# They are here! My full moon babies!



## Sprucewoodsask (Jan 15, 2015)

Twin does one red with white spot on her head and one blonde with a white face. I was very eccited for doeling as last year I only had bucklings!


----------



## Sprucewoodsask (Jan 15, 2015)

I have no idea why these pictures keep coming in sideways


----------



## dreamacresfarm2 (May 10, 2014)

The doelings are very cute - I like their colors


----------



## GreenMountainNigerians (Jul 3, 2013)

Cute girls️


----------



## Sprucewoodsask (Jan 15, 2015)

Thank you! not the color I expected at all! I am thinking they are Sanaan Nubian cross. Should be great milkers one day.


----------



## ksalvagno (Oct 6, 2009)

Too cute!


----------



## happybleats (Sep 12, 2010)

congrats....darling babies


----------



## toth boer goats (Jul 20, 2008)

So cute.


----------



## milk and honey (Oct 31, 2010)

Too cute! I have one that looks just the same!!!

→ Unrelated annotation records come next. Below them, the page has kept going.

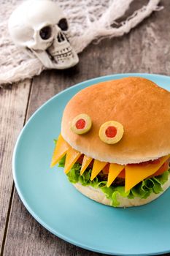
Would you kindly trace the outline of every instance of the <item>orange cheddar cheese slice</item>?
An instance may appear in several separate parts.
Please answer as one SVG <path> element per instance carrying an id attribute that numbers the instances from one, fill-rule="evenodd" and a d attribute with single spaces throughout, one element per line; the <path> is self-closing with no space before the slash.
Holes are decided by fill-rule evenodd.
<path id="1" fill-rule="evenodd" d="M 115 181 L 116 177 L 125 168 L 124 165 L 120 165 L 117 164 L 110 164 L 109 169 L 109 174 L 107 178 L 107 187 L 109 187 L 112 183 Z"/>
<path id="2" fill-rule="evenodd" d="M 88 167 L 92 159 L 93 158 L 84 155 L 82 167 L 80 170 L 80 175 L 82 175 L 84 173 L 85 169 Z"/>
<path id="3" fill-rule="evenodd" d="M 90 181 L 93 181 L 95 177 L 100 173 L 100 171 L 107 165 L 107 162 L 100 162 L 98 160 L 94 160 Z"/>
<path id="4" fill-rule="evenodd" d="M 148 164 L 146 166 L 137 165 L 125 165 L 125 191 L 130 190 L 143 179 L 154 174 L 169 158 L 169 155 L 161 157 L 159 163 Z"/>
<path id="5" fill-rule="evenodd" d="M 52 157 L 50 167 L 55 165 L 66 154 L 70 146 L 64 140 L 61 135 L 59 135 Z"/>
<path id="6" fill-rule="evenodd" d="M 79 157 L 81 156 L 81 153 L 77 151 L 77 150 L 73 148 L 69 148 L 66 152 L 66 162 L 64 166 L 64 173 L 68 173 L 72 167 L 74 165 Z"/>

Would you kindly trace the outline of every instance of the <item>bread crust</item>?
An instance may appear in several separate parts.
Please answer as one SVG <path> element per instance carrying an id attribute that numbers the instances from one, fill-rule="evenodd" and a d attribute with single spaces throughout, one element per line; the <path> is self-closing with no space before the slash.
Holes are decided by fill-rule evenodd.
<path id="1" fill-rule="evenodd" d="M 82 194 L 86 197 L 94 200 L 96 202 L 103 203 L 104 205 L 111 206 L 111 201 L 107 198 L 104 193 L 100 189 L 94 189 L 90 186 L 82 186 L 80 183 L 73 184 L 75 188 L 80 191 Z M 147 204 L 155 199 L 160 197 L 169 187 L 170 187 L 170 174 L 169 175 L 168 181 L 162 186 L 163 192 L 159 194 L 152 193 L 146 199 L 139 197 L 134 197 L 129 199 L 128 197 L 123 197 L 120 195 L 117 196 L 117 200 L 120 203 L 117 207 L 131 207 L 131 206 L 139 206 Z"/>
<path id="2" fill-rule="evenodd" d="M 61 134 L 74 149 L 96 159 L 120 165 L 155 159 L 170 153 L 170 92 L 142 78 L 100 83 L 78 92 L 67 104 Z M 85 135 L 74 134 L 72 120 L 80 113 L 92 119 Z M 107 121 L 124 127 L 114 145 L 101 141 L 99 128 Z"/>

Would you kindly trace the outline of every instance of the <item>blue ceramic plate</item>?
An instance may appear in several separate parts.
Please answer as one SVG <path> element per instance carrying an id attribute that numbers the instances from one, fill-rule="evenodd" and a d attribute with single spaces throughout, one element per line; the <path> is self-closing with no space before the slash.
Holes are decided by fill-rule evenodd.
<path id="1" fill-rule="evenodd" d="M 73 244 L 109 255 L 165 253 L 170 252 L 170 189 L 148 205 L 115 208 L 78 192 L 62 168 L 50 168 L 53 139 L 60 133 L 67 102 L 85 87 L 128 76 L 150 79 L 170 91 L 170 77 L 123 74 L 95 78 L 62 91 L 41 107 L 22 130 L 13 155 L 14 180 L 32 216 Z"/>

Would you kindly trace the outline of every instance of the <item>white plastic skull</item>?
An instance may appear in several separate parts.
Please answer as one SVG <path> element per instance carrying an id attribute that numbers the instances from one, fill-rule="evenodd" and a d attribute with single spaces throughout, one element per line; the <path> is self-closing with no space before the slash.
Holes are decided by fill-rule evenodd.
<path id="1" fill-rule="evenodd" d="M 66 69 L 79 61 L 69 42 L 67 20 L 59 6 L 48 0 L 28 0 L 9 20 L 13 42 L 33 52 L 47 68 Z"/>

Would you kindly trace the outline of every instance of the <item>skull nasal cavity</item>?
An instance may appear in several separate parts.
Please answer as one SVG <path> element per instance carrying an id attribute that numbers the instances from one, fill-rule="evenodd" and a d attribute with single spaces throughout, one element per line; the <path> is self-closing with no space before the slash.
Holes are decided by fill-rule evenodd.
<path id="1" fill-rule="evenodd" d="M 39 31 L 39 35 L 43 40 L 47 40 L 51 37 L 51 27 L 49 26 L 45 26 Z"/>
<path id="2" fill-rule="evenodd" d="M 58 33 L 57 39 L 59 42 L 65 41 L 65 38 L 63 37 L 62 33 Z"/>
<path id="3" fill-rule="evenodd" d="M 61 30 L 64 31 L 68 30 L 69 29 L 67 20 L 65 18 L 61 19 L 58 23 L 58 26 L 59 26 L 59 28 L 61 28 Z"/>

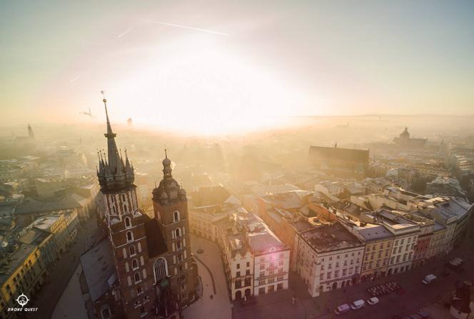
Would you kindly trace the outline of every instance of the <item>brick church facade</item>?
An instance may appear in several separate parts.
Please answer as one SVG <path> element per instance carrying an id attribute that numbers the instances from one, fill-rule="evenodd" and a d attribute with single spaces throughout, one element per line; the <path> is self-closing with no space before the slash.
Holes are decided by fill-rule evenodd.
<path id="1" fill-rule="evenodd" d="M 173 178 L 166 154 L 163 180 L 153 191 L 154 218 L 140 211 L 133 167 L 126 152 L 124 158 L 118 152 L 104 103 L 107 152 L 99 153 L 97 176 L 106 236 L 81 256 L 94 315 L 177 319 L 196 300 L 198 283 L 186 191 Z M 101 264 L 104 273 L 98 278 L 93 268 Z"/>

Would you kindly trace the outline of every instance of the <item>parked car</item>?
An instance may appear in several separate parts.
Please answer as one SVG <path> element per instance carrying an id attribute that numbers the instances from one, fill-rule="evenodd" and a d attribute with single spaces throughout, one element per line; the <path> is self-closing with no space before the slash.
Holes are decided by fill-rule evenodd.
<path id="1" fill-rule="evenodd" d="M 464 271 L 464 269 L 463 269 L 463 267 L 460 263 L 453 263 L 453 260 L 450 261 L 449 263 L 446 263 L 445 264 L 445 266 L 446 268 L 451 269 L 457 273 L 462 273 Z"/>
<path id="2" fill-rule="evenodd" d="M 377 297 L 372 297 L 371 298 L 369 298 L 367 300 L 367 303 L 368 303 L 370 305 L 373 305 L 376 303 L 378 303 L 380 300 Z"/>
<path id="3" fill-rule="evenodd" d="M 423 319 L 430 319 L 430 313 L 427 311 L 420 310 L 416 314 L 420 316 Z"/>
<path id="4" fill-rule="evenodd" d="M 351 310 L 351 307 L 349 307 L 349 305 L 347 303 L 344 303 L 343 305 L 340 305 L 334 309 L 334 313 L 336 315 L 341 315 L 341 313 L 347 313 Z"/>
<path id="5" fill-rule="evenodd" d="M 360 309 L 365 305 L 365 302 L 363 299 L 358 299 L 351 304 L 351 308 L 352 310 Z"/>
<path id="6" fill-rule="evenodd" d="M 433 273 L 430 273 L 425 276 L 425 278 L 422 280 L 422 283 L 423 283 L 425 285 L 429 285 L 430 283 L 434 282 L 435 280 L 436 280 L 436 276 L 434 275 Z"/>

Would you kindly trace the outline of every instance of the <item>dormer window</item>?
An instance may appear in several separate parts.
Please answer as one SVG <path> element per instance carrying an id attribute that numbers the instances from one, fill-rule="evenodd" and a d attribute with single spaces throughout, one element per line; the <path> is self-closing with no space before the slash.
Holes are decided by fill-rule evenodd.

she is 1/2 saanen boer and 1/2 - 3/4 boer 1/4 Nubian.
(Gah, So much math!)

Sent from my iPhone using Goat Forum


----------



## Sprucewoodsask (Jan 15, 2015)

o my gosh she does look the same! haha she is very cute!


----------



## kccjer (Jan 27, 2012)

Sprucewoodsask said:


> I have no idea why these pictures keep coming in sideways


Are you posting from your phone? If so, I had that same problem. If I "crop" the pics, they will turn right side up. :shrug: I don't even really have to crop anything out...just the act of doing it seems to work.

Super cute babies BTW!


----------